The difference between the mixtape and the LP during the 90's and early-mid 2000's was one thing... and one thing only:
Distribution.
The LP was distributed to record stores, department stores, CD clubs (remember Columbia House?), marketed and promoted by the record companies with large budgets and national press.
On the other hand, the mixtape was not distributed in this fashion and was available only to hardcore fans or people who had access to the mixtape from people promoting it on the streets and in clubs.
Today, I believe we've come to the point where the mixtape and the LP have the same weight not only artistically, but also through distribution. The internet changed everything and this is another example. Mixtapes can be marketed as easily as the LP via the internet -- and the fact that it's free, can give it a greater reach than the LP itself. With this type of easy promotion, the beats which were previously seen as harmless in the pre-broadband world of hip-hop are now of high value, because of their reach and the benefits reaped by artists like Mac Miller from a successful mixtape. Thus, because of a change in distribution, there has also been a change in the perception and consumption of the mixtape by the public.

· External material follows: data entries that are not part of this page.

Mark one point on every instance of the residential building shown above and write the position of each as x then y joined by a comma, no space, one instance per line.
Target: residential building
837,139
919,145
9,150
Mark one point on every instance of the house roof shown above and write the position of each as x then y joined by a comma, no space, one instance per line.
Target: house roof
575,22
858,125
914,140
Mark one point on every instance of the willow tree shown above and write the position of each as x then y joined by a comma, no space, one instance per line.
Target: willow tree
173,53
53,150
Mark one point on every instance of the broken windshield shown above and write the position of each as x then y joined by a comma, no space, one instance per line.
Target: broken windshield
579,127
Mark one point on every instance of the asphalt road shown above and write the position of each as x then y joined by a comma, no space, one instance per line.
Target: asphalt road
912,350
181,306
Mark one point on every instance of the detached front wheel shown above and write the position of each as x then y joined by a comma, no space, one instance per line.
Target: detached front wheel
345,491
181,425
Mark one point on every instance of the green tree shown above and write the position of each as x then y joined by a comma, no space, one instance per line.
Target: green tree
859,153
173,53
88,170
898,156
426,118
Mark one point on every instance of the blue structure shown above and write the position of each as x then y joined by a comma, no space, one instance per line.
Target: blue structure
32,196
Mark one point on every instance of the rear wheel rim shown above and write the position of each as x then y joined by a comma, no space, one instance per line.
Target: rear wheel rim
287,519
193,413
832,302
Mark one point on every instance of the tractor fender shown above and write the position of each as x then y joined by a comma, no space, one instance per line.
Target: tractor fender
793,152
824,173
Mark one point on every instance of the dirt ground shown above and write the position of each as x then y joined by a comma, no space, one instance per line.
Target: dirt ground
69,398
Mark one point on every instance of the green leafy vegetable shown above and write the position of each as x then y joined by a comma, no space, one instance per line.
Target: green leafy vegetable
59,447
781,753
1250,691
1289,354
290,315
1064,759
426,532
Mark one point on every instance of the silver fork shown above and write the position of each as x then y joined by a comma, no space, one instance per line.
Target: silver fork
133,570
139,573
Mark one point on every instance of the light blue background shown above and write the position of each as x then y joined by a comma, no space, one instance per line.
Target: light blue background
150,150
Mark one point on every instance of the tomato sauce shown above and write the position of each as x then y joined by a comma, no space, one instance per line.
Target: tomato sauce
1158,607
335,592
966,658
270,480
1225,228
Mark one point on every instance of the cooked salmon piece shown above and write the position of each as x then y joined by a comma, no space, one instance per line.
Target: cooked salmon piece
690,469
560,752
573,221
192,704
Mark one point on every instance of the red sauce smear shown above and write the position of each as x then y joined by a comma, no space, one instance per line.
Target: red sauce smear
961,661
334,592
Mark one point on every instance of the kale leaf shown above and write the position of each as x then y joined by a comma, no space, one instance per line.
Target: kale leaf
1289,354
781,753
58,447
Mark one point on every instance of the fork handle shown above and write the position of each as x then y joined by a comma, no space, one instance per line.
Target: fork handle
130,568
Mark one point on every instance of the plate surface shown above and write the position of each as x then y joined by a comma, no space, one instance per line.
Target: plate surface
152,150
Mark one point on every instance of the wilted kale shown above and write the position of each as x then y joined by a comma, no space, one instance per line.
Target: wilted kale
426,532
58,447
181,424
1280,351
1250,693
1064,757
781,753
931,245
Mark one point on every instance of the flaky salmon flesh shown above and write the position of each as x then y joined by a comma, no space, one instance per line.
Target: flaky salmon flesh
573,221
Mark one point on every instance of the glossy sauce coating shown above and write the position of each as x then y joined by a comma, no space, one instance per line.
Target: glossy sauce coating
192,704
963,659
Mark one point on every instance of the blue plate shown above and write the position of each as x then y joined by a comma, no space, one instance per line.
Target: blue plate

Sure, it is within Finesse's legal right to sue, the $10 million mark tagged to the lawsuit is to create publicity and to force Mac Miller into a settlement. I doubt Finesse will get anything close to that, but what happens is that this precedent will hurt likely hurt hip-hop as an artform.
The question is, with such a precedent, where will hip-hop go next? More lame David Guetta-like tracks?
There needs to be change, and this lawsuit doesn't help the artform, although Finesse is on the right side of the law on this one.